Monkeyshine would never have thought to share his curiosity with his mother though he chatted with her in monologue mode often. She, being female, did not have the wits to tell him of her origins. His father, who could, he supposed was dead. He assumed that monkeys, unlike Jotoki, did have fathers because Mellow Yellow addressed him and his brothers in the male tense and referred to his mother and her daughters in the same female tense with which he spoke of his kzinretti wives.

Of course, he wasn’t older than his befuddled sister, who was just as tall as he was, but she didn’t count as a partner in responsibility because she couldn’t think, could hardly make herself understood in the limited hisses and purrs of her tiny vocabulary. He had to protect her all the time; it was annoying. His brothers were of little help—after all, they were only babies and they had to contend with their twin sisters who were really stupid brats.

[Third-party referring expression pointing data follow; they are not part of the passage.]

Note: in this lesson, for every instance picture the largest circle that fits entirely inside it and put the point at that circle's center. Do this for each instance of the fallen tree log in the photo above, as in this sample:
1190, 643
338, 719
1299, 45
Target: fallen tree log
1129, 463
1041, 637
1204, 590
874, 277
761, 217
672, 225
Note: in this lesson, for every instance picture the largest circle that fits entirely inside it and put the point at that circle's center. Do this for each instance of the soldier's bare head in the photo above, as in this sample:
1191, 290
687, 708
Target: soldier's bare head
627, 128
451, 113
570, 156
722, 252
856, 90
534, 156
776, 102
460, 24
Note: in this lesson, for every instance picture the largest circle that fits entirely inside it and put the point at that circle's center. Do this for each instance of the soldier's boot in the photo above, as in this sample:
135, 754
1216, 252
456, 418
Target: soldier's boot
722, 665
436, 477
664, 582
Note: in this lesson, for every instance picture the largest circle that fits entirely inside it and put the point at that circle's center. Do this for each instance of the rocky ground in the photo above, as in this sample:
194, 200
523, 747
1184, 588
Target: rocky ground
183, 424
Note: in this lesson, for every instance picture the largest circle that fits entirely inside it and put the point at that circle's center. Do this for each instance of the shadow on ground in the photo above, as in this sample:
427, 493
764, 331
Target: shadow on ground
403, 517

He adored his mother. She wasn’t very bright either, and he had to protect her, too, as well as all of his siblings. But she was bigger than he was and quicker and it made Monkeyshine grin when she caught him being foolish. With the grip of her powerful hand she could restrain his greatest enthusiasm. She always grinned back at him—but would never let go until he started to think about the careless thing he was doing.

That was his greatest puzzle: she was so dumb, how did she always know when he was being dangerously stupid? Such a mystery impressed him. He could be ferociously fond of his mother, especially when he was assisting her during her frequent child bearing, and had to chase away her five-legged Jotoki midwives. What did they know about childbearing? They crawled out of ponds, whatever a pond was.